Heaven help me, I think Back To You is funny. Not fall down on the floor hyena-laugh funny, not Britney Spears comeback train wreck funny, not NY Mets preparing to bow out of the playoffs during the last week of the regular season funny, but funny. And, perhaps more scarily, I thought last night’s episode was actually almost clever.
They took a premise I have seen on television a hundred times before and actually did not follow the standard plot. Chuck Darling (Kelsey Grammer) gets a fish, which he promptly kills. He does not want co-anchor and mother of his child Kelly Carr (Patricia Heaton) to know the fish is dead, so he gets the news director, Ryan (Josh Gad) to go and buy him a new one.
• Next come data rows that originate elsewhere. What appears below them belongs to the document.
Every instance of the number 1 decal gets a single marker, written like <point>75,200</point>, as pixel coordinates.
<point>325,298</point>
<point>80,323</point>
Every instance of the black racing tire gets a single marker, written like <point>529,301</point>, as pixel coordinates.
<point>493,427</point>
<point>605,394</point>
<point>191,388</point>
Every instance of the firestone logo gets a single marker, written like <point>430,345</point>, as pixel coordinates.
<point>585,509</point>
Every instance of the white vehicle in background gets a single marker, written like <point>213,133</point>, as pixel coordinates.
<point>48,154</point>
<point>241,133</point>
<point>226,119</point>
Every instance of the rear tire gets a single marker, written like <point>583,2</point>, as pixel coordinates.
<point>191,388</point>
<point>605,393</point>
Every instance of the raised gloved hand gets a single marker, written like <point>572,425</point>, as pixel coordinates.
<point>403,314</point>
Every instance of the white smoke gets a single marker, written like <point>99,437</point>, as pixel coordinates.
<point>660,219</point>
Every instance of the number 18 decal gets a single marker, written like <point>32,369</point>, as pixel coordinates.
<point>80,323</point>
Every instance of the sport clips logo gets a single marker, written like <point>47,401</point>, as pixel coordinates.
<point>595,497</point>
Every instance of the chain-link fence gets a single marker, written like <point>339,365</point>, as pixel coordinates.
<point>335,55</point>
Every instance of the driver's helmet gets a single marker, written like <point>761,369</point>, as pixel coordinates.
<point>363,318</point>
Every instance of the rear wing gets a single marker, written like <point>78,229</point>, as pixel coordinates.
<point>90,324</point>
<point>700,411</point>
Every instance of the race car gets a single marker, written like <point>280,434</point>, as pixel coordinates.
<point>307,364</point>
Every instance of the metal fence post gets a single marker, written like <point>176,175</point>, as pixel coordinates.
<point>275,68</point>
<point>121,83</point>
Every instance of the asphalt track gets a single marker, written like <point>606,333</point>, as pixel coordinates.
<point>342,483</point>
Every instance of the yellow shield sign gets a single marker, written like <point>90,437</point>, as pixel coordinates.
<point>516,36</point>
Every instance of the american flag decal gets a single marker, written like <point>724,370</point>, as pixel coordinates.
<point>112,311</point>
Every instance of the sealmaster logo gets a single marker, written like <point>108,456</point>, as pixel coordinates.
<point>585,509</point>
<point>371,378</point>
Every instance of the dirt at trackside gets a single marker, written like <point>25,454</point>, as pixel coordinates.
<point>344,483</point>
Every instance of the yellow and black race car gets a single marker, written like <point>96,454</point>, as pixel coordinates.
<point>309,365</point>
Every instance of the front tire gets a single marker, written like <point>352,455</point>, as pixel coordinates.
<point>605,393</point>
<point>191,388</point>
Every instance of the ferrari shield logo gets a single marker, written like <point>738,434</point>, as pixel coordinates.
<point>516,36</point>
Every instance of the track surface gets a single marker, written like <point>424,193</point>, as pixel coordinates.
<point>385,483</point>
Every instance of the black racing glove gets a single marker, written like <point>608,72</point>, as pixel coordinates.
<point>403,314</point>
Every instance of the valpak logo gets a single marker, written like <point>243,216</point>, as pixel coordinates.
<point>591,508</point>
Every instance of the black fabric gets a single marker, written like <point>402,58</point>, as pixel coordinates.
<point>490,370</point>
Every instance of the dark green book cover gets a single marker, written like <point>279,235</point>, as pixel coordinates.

Now, at this point I am thinking to myself that he gets the new fish and Kelly looks at it and knows that it is not the original. We have all seen that one before, whether it is with a fish, a bird, a dog, or a parent, the old switcheroo failure plot. I sighed and figured that it was late in the evening and I could go to sleep, but I would let the show unspool, and see what happened. Well, I was hugely impressed to see that my fears were not realized. Kelly had no idea that the fish had been replaced, the show never got to that old standby plot, as Chuck killed new fish after new fish after new fish before Kelly could ever see any of them.
Not only were the ways in which the fish died funny – pouring coffee on one; dumping another into cold water, causing a deadly shock to the fish’s system; and, the coup de grace, death by electrocution, but to top it all off, Chuck heartlessly tosses each fish into the garbage under his desk. No ceremonial burial for these bad boys, no moment of mourning, no “aw shucks.” Sure, it all sounds perfectly ghastly, but I was incredibly pleased not to see the plot go saccharine and end up with some tra-la-la message. Death to the fishes, I say!
Speaking of the dead, apparently the old Dillons Restaurant in New York was awfully close to killing people. Between the green chicken wings, green and moldy burger patties and all other manner of disgusting thing (roaches and rats anyone?), I’m surprised that no one ever got sick. Well, thinking about it, no one seems to ever actually have eaten at the old restaurant and it is kind of hard to give people food poison if they won’t eat what you’re serving.